Memaknai Intelektual
Oleh: Adhitya Yoga. Pratama*
             Setelah membaca mimbar mahasiswa edisi Selasa (15/04/2014) yang berjudul “Intelektual Profetik, Muslim Negarawan” menjadi ketertarikan tersendiri bagi saya untuk mengkritisi opini tersebut. Bagaimana tidak tertarik coba? Kajian tentang sejarah dan perkembangan intelektual yang begitu pesat serta perdebatan mengenai posisi, peran, fungsi dan tujuan intelektual sampai detik ini tidak pernah selesai untuk diperbincangkan.

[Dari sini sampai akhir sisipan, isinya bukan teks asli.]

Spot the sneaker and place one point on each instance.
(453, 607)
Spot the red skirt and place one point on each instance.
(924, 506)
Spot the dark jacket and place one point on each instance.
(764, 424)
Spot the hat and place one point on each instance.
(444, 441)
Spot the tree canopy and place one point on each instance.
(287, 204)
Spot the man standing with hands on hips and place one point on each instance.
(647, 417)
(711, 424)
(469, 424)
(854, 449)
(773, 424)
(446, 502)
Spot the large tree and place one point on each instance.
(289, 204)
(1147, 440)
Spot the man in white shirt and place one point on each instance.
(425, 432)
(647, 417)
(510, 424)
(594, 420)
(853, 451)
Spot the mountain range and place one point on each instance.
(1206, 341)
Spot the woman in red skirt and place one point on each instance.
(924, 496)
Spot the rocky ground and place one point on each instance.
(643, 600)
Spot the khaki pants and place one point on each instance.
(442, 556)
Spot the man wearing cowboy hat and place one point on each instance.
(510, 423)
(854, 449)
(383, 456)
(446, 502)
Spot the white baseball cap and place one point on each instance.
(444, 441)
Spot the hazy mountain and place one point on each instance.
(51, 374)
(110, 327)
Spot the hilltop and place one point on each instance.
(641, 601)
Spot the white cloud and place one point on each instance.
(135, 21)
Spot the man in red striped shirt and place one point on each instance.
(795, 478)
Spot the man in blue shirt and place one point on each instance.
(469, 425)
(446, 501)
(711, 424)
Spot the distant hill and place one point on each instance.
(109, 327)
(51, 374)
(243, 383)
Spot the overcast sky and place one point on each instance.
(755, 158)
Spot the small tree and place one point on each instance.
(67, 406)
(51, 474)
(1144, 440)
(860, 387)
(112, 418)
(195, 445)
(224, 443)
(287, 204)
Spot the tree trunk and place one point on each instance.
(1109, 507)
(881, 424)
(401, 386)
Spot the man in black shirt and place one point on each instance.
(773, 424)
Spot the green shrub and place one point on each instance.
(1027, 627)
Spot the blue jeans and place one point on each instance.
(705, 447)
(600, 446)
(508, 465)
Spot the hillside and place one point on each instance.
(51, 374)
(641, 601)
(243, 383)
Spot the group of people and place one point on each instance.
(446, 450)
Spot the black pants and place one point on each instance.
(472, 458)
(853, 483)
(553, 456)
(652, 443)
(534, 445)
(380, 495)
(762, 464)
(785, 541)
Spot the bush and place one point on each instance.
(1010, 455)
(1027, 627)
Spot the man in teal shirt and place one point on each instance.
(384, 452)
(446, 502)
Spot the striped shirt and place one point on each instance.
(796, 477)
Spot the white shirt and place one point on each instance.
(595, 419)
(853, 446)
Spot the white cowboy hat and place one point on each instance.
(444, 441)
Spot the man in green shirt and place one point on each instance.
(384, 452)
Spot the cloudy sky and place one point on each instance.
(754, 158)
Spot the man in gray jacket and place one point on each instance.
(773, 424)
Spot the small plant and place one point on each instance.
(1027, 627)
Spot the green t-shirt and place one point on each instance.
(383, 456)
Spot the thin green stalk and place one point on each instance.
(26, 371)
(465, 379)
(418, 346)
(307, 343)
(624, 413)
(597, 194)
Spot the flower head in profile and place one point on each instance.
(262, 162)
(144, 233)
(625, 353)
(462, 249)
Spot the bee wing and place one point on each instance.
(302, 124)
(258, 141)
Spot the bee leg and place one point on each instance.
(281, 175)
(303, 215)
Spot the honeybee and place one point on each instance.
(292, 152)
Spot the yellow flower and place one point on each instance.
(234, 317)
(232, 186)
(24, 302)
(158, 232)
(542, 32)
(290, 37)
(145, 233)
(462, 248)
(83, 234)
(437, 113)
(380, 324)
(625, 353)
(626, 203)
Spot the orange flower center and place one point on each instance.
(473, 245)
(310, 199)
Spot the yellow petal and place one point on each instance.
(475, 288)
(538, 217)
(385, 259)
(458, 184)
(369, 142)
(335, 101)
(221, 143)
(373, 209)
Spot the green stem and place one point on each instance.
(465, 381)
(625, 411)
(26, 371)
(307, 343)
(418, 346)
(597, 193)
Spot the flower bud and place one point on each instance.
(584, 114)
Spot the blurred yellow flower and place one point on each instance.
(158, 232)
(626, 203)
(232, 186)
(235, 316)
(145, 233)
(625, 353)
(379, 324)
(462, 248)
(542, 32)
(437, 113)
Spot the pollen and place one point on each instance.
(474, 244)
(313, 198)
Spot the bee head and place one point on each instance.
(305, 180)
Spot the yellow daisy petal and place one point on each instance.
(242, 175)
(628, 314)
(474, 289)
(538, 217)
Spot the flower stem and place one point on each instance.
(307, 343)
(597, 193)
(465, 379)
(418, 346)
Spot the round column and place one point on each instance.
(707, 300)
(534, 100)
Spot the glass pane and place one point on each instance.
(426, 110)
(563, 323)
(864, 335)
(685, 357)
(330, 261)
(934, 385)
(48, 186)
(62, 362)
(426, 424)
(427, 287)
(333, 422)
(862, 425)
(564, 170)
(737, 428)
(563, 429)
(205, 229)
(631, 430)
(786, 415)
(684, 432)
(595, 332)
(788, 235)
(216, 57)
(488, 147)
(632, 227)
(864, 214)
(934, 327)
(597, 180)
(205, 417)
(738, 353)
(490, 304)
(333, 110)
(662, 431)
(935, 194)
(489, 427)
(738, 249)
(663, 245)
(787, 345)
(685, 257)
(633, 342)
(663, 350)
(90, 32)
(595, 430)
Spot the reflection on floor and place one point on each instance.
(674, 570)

            Hal yang menjadi ketertarikan saya untuk mengkritisi opini tersebut salah satunya adalah pencantuman nyanyian dogmatik atau pseudo-populis dari salah satu organ gerakan mahasiswa yang berkembang pesat di kampus. Disebutkan IMM yang berjargon “Intelektual Profetik” dan KAMMI yang berjargon “Muslim Negarawan” didalam opini tersebut. Pertanyaannya apakah jargon-jargon yang mulia itu mampu memberikan stimulus bagi para anggotanya (baca: individu) dalam melakukan kegiatan intelektual. Atau justru terjebak dalam romantisisme sejarah gerakan mahasiswa yang dulu berhasil menggusur status quo.
            Kemudian yang menjadi kejanggalan dibenak saya adalah korelasi antara intelektual profetik, muslim negarawan dan suksesi kepemimpinan nasional (PILEG 2014) yang bagi saya kurang relevan ketika mempersoalkan peranan intelektual.

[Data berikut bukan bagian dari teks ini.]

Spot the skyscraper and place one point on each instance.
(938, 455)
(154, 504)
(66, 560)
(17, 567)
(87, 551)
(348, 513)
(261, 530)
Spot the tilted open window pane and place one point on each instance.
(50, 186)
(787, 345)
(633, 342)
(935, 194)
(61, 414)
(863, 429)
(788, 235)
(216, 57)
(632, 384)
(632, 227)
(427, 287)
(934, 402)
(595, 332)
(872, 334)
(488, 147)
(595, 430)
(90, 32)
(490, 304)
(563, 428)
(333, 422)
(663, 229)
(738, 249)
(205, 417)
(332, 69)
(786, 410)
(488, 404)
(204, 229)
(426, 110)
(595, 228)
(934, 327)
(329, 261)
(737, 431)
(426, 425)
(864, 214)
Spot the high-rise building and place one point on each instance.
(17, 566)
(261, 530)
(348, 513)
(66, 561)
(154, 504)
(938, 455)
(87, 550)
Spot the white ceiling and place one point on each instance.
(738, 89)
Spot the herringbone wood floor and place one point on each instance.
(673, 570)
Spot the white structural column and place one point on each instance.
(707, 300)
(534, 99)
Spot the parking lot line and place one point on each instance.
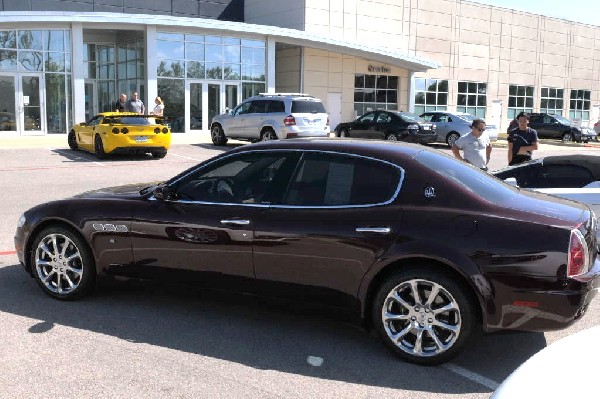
(470, 375)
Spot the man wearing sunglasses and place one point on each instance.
(476, 146)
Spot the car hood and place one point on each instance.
(128, 190)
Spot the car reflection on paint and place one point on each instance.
(424, 248)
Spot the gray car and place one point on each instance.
(451, 125)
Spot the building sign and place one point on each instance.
(379, 69)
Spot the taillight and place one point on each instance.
(289, 120)
(578, 255)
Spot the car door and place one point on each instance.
(334, 221)
(364, 126)
(203, 225)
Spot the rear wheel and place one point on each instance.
(423, 315)
(72, 140)
(268, 135)
(567, 137)
(99, 147)
(62, 263)
(218, 135)
(451, 138)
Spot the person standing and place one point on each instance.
(159, 107)
(121, 104)
(476, 146)
(135, 104)
(522, 141)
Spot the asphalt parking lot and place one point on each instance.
(144, 340)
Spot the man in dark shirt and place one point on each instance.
(521, 141)
(121, 104)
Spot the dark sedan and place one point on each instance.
(389, 125)
(426, 249)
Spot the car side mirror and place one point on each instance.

            Karena pada dasarnya intelektual adalah individu dengan peran publik tertentu dalam masyarakat yang tidak dapat direduksi begitu saja menjadi nir wajah, anggota kelas yang hanya berkompeten dalam bidangnya saja. Fakta utama intelektual adalah individu yang dikarunia bakat untuk merepresentasikan, mengekspresikan, dan mengartikulasikan pesan, pandangan, sikap, filosofis dan pendapatnya kepada publik. (Edward W. Said; Peran Intelektual: 2014).
            Kaum intelektual bukan bukan hanya tinggal di puncak menara gading. Tetapi juga terlibat dalam pergumulan sosial yang total dalam membangun pencerahan peradaban dan kebudayaan umat manusia.
            Setelah terkoreksi apa yang menjadi kelemahan penulis dalam memaparkan apa itu sebenarnya intelektual. Mari kita telaah secara bertahap. Julien Benda dalam karya termashyurnya The Treason Of The Intellectuals menyebutkan bahwa intelektual ada dalam ruang lingkup yang universal tidak terikat baik oleh batasan Negara maupun identitas etnik. Jelas sekali, jangankan mengunggulkan satu golongan atau kelompok tertentu dalam lingkup mahasiswa dengan ortodoksi dan dogmatik yang romantik. Hal yang semacam itu justru menjadikan seseorang mudah terkooptasi dengan kepentingan tertentu dan koorporasi. Lokus luas saja yang berskala nasional yaitu bangsa dan tradisi sebisa mungkin untuk dikesampingkan ketika menjalankan fungsi sebagai intelektual.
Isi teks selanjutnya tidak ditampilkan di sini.